Gesù in mezzo ai suoi dà lo Spirito in vista del perdono.
Lo “soffia”. Il verbo (Gn 2,7; 1Re 17,21; Ez 37,9; Sap 15,11) collega il perdono al generare la vita umana e al riportare in vita chi era morto. Perdonare è atto di creazione e di resurrezione.
Ove accade il perdono si fa esperienza della presenza del Crocifisso risorto.
Gesù vive quel che dà.
Il corpo risorto porta i segni della passione, le ferite infertegli. La morte ingiusta e violenta, il tradimento e il rinnegamento… è un passato che non si cancella. Cristo ne porta i segni per l’eternità.
Pasqua non è la promessa di un ritorno alla quiete precedente alla tempesta.
Eppure nello sguardo di fede da una vita spezzata, da ferite profonde, può sorgere una vita nuova e inattesa. Gesù non è bloccato dal male che ha subito. La sua memoria non è rimasta pietrificata da ciò. Egli agisce sulle conseguenze possibili del male in lui e negli altri. Su ciò c’è spazio per l’azione.
Perdona i discepoli che lo hanno abbandonato. I signa passionis diventano signa amoris.
Il Risorto è un corpo vulnerato e vulnerabile in eterno. Un corpo che si lascia toccare, che non è indifferente. Se Cristo è così, tale è allora il Padre per l’eternità. Chi ricrea la comunità con il dono dello Spirito e la invia a essere agente di perdono e di riconciliazione, resta “feribile” d’amore.
In questo spazio la comunità cristiana si colloca.
Il grande peccato è il cuore pietrificato, lo spirito inaridito, la mancanza di empatia, la freddezza verso le esistenze, il non lasciarsi toccare e modificare dalla relazione con altri.
Segue l’episodio di Tommaso.
Egli non ha fiducia nelle parole degli altri, vuole una prova solo per lui, quasi a distinguersi da loro. Gli altri, però, non lo rifiutano né respingono, lo tengono nel gruppo, conservano una relazione con lui, non lo marginalizzano. Colui che potrebbe essere “giustamente” escluso dal gruppo, in realtà fa esperienza della disponibilità a includere da parte degli altri.
Qual è l’esito? Una formulazione paradossale (Gv 20,29).
Dall’incredulità di Tommaso nasce una nuova fede.
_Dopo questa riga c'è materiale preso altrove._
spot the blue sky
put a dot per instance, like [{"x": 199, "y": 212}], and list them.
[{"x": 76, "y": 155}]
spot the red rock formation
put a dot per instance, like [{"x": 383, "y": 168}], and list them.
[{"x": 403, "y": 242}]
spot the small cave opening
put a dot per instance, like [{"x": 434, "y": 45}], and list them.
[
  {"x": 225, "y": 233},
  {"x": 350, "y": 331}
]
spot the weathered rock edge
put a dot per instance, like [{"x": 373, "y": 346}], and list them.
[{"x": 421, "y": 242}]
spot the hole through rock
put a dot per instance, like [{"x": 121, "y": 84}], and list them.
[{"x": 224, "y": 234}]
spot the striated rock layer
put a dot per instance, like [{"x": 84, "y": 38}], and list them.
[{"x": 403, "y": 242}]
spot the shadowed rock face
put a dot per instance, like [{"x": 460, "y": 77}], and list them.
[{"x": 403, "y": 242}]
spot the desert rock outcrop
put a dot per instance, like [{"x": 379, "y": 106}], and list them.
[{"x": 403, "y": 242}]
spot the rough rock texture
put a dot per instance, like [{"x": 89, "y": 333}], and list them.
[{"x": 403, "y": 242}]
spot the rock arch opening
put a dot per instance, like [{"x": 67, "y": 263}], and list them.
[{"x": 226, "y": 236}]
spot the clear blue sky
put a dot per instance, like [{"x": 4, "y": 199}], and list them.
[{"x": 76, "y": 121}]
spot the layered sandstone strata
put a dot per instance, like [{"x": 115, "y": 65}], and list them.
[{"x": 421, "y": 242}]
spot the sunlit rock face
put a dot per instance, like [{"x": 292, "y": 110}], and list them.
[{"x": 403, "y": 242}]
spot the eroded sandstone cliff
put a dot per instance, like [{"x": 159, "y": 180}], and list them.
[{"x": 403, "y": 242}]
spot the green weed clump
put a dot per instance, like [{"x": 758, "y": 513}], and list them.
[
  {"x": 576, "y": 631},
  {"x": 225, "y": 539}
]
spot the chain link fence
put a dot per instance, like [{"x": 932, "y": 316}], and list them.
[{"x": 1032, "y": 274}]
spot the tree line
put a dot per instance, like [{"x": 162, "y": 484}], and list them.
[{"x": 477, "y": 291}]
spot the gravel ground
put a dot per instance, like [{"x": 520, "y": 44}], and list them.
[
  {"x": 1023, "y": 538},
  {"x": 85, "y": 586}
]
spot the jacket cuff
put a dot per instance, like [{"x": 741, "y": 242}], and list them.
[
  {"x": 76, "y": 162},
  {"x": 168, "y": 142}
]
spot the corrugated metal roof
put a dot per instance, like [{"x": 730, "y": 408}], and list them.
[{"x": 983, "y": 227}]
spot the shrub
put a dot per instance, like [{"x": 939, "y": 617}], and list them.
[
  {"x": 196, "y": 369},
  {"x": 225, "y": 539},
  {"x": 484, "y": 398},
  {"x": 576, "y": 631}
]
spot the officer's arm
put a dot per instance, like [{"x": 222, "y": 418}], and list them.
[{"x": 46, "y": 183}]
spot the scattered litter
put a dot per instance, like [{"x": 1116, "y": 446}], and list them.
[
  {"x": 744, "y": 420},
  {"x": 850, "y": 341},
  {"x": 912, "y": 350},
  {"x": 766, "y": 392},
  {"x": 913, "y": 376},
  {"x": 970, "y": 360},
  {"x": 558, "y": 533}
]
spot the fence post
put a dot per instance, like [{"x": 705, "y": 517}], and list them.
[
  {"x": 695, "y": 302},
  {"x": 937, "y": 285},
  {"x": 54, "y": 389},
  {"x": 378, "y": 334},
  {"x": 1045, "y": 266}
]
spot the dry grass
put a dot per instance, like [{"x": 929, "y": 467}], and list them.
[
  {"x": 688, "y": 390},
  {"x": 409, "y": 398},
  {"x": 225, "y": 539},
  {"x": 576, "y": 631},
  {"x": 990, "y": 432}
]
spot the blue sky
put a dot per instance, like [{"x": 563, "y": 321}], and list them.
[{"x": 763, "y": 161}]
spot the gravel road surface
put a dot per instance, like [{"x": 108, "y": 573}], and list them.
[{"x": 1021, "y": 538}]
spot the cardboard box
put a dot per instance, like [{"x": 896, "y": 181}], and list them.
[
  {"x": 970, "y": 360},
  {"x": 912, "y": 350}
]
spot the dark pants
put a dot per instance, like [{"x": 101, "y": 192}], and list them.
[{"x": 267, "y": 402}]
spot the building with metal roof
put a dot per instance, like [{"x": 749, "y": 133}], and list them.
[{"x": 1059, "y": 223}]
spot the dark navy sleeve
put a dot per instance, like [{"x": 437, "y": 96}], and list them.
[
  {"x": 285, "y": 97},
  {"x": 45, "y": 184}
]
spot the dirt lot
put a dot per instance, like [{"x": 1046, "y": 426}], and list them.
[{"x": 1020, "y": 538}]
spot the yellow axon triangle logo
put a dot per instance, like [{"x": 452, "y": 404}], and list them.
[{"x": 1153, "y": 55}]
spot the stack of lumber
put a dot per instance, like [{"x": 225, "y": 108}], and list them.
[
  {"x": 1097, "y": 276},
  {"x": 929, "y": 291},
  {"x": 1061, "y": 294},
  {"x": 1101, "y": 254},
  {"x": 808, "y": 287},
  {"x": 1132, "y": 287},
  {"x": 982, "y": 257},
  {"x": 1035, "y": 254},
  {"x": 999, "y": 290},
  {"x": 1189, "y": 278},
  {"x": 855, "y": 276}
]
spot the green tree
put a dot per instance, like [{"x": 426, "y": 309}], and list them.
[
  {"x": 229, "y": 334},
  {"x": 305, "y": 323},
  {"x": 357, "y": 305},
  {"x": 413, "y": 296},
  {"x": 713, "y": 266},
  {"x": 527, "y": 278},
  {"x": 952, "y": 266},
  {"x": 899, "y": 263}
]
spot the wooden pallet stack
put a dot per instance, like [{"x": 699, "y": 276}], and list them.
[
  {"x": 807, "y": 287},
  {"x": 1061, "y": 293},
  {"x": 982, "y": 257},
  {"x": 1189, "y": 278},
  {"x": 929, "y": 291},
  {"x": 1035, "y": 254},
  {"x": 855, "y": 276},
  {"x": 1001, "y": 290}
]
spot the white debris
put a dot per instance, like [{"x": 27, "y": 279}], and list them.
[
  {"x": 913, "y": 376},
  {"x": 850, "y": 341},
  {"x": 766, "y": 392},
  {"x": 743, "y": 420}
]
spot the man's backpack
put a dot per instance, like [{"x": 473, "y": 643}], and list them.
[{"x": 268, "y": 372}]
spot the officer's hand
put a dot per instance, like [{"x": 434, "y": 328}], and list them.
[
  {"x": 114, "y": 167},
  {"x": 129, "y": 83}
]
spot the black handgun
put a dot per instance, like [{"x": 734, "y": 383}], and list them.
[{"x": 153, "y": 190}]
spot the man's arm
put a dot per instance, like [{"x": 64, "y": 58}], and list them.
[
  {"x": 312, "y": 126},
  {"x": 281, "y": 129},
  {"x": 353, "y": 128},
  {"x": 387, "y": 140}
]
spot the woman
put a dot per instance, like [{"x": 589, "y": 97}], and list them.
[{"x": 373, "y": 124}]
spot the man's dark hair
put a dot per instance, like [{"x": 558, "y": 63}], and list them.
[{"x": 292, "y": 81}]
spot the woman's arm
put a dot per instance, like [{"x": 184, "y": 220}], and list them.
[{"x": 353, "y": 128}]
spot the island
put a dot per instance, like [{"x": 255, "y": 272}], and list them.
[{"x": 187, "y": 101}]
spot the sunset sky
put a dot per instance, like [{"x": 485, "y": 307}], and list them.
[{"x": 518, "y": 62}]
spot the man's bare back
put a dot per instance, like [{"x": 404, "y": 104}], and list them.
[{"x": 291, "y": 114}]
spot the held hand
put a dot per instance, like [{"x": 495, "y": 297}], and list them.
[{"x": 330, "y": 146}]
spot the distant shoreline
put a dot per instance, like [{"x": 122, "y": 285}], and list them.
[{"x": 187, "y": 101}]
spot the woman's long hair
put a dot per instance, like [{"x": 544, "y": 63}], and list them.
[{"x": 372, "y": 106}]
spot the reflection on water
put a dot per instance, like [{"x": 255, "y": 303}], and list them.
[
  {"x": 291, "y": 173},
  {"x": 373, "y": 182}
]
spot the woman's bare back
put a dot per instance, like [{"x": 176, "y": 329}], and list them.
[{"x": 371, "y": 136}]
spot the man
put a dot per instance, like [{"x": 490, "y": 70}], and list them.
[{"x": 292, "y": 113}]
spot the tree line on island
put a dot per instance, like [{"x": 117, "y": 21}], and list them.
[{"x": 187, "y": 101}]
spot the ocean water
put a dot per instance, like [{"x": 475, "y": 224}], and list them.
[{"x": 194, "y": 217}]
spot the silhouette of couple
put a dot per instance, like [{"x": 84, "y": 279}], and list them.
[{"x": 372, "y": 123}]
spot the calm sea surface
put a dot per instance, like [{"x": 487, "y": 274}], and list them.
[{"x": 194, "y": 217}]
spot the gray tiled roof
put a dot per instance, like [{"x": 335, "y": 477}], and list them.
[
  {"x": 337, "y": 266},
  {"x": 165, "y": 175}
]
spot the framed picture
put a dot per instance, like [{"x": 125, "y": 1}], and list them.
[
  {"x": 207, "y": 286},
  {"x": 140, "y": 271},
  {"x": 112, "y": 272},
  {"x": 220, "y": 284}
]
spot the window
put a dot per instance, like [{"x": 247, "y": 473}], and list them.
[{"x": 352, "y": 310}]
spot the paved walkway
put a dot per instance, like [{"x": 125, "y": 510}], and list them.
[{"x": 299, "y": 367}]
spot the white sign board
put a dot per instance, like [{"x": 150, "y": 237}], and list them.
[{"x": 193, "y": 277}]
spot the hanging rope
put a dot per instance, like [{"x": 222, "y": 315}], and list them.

A noi non è dato di vedere il Cristo e di accedere direttamente al mistero pasquale, ma solo attraverso la relazione con l’altro e nella vita comunitaria. Esse possono darci in frammento esperienze di salvezza, anticipazione della resurrezione finale. Ciò non va da sé.
La comunità può smentire il Vangelo, può avere il cuore di pietra. Per questo il tempo di Pasqua vuole immergerci di più in questa realtà per sciogliere le nostre resistenze.